I kiss the top of his hair. "I'm happy with you. Arguments are normal, fighting is normal, but I have never, ever hated you. I have never thought about breaking apart. I have never doubted my love for you. You're my everything. Stay with me forever. Stay."

"Stay. I... I'm so in love with you. You make me stay. I never want to think about a future without you. You're my best friend. You're my sunshine. You're the reason I'm here. I love you so much."

"And I, you."

We're the closest we've been, my arms tightening around him. Cicadas and crickets outside are heard, the nightly aura falling upon us. He sighs, relaxing against me once again.

"All I need is you. You and our six other idiots. You guys are my world. I don't need anyone or anything else. I love you all so much," I whisper, staring up into the darkness.
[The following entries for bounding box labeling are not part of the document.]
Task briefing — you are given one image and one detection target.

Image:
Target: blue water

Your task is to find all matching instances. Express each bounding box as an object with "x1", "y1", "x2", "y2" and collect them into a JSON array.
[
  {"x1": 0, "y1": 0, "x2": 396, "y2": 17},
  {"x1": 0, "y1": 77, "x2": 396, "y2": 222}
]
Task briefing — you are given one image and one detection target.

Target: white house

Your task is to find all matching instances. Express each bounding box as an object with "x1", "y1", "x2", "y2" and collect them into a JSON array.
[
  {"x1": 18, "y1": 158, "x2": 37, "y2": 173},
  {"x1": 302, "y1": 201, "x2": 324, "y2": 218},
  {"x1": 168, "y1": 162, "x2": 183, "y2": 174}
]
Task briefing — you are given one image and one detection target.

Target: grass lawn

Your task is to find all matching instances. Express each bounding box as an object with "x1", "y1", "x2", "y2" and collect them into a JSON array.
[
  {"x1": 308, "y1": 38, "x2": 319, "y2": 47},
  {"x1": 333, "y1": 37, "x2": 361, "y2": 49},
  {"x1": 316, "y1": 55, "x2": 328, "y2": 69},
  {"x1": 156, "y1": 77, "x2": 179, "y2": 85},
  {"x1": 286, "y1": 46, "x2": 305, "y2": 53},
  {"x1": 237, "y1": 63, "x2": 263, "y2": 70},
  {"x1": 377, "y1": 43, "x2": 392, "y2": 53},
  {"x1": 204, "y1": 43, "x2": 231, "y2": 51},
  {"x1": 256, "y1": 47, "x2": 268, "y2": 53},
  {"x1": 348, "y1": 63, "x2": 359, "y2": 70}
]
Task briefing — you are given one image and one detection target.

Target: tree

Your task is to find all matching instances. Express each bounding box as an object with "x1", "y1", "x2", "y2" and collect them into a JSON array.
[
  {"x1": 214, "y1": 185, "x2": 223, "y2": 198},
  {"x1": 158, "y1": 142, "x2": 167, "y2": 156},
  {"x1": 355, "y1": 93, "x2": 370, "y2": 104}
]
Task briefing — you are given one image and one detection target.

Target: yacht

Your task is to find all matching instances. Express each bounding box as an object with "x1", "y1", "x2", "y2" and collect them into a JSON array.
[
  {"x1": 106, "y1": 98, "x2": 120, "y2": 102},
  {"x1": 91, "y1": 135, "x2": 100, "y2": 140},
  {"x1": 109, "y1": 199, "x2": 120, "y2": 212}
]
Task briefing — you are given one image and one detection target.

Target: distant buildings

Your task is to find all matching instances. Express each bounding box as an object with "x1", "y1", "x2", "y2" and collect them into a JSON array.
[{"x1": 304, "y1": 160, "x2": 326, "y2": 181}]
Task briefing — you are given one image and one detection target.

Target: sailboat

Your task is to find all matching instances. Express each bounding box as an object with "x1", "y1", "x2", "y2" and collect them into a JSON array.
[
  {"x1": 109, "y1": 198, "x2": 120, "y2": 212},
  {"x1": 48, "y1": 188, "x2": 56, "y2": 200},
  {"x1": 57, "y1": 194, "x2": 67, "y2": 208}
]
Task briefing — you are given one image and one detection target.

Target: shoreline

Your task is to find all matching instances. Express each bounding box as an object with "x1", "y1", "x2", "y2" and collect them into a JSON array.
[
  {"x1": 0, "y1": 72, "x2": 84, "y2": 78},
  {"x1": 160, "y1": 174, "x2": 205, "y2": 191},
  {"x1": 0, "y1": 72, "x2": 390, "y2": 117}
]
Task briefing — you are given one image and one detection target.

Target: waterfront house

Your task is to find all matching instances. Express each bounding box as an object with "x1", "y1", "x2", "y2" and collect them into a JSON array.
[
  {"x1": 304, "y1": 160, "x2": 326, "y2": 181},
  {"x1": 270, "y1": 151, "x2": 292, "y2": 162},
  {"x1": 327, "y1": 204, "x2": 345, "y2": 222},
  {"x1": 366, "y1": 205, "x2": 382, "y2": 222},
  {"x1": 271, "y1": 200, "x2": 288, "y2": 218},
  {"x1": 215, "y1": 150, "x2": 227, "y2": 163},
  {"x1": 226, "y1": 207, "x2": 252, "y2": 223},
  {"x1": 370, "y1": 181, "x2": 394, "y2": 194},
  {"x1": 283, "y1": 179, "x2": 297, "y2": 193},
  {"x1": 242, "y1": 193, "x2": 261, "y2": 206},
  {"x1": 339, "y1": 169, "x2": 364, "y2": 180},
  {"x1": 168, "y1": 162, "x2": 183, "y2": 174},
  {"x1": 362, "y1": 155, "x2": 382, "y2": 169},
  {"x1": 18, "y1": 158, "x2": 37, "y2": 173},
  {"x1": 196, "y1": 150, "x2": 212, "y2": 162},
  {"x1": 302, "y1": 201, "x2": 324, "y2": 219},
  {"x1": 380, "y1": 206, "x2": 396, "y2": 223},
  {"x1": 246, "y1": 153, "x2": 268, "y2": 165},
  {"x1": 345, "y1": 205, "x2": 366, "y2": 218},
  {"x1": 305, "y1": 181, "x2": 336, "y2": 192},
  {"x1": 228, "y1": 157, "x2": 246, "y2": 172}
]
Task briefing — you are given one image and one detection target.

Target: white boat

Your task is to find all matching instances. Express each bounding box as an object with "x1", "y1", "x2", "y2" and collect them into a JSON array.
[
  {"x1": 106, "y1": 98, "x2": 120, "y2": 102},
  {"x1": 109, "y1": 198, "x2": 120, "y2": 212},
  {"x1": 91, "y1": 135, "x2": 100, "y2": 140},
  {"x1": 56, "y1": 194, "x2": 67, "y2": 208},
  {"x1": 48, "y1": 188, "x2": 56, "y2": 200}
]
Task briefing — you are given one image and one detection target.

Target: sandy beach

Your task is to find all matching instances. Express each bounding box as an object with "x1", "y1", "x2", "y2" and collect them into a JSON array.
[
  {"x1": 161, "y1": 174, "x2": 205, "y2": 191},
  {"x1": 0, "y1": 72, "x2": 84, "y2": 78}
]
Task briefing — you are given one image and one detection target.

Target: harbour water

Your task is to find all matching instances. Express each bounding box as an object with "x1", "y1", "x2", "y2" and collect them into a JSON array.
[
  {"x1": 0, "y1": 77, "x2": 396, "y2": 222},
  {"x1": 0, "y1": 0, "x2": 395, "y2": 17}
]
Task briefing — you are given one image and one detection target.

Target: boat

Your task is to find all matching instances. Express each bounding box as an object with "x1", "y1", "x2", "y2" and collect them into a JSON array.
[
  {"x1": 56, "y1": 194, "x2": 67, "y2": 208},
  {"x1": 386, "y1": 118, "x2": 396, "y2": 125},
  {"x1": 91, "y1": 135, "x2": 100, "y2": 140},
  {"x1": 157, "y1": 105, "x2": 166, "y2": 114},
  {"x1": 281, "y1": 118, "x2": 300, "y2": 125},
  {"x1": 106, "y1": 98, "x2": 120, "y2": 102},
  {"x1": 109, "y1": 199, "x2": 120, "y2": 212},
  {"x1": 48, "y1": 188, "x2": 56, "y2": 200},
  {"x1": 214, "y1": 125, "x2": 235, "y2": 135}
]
"It's you and me against the world, along with our six sidekicks. Our future kids' uncles. Our groomsmen. Eight is fate, like Channie said."

"That sounds perfect to me."

-

As I go through work today, an anxious twist is in my stomach. What's the matter? My limbs are continuously shaking and my heart is beating slightly faster than normal.

Is it about the talk Jisung and I had last night? Future. We talked about the future. That's my biggest fear. This feeling, I've felt before. When I was graduating. I don't like change, I never have. I don't adapt well. Even in my first year of college, I'd have late nights curled up in bed, trembling at the thought of being an adult.

"Minho? Are you okay?" One of my coworkers questions, setting a hand on my shoulder.

I nod. I only have a few hours left. I can make it through the day. "Yeah, sorry. In my head."

He says okay, wandering off. I shake it off. I can go home soon and it'll be fine. I shouldn't be thinking about the future right now. Marriage is far away. We're still in college.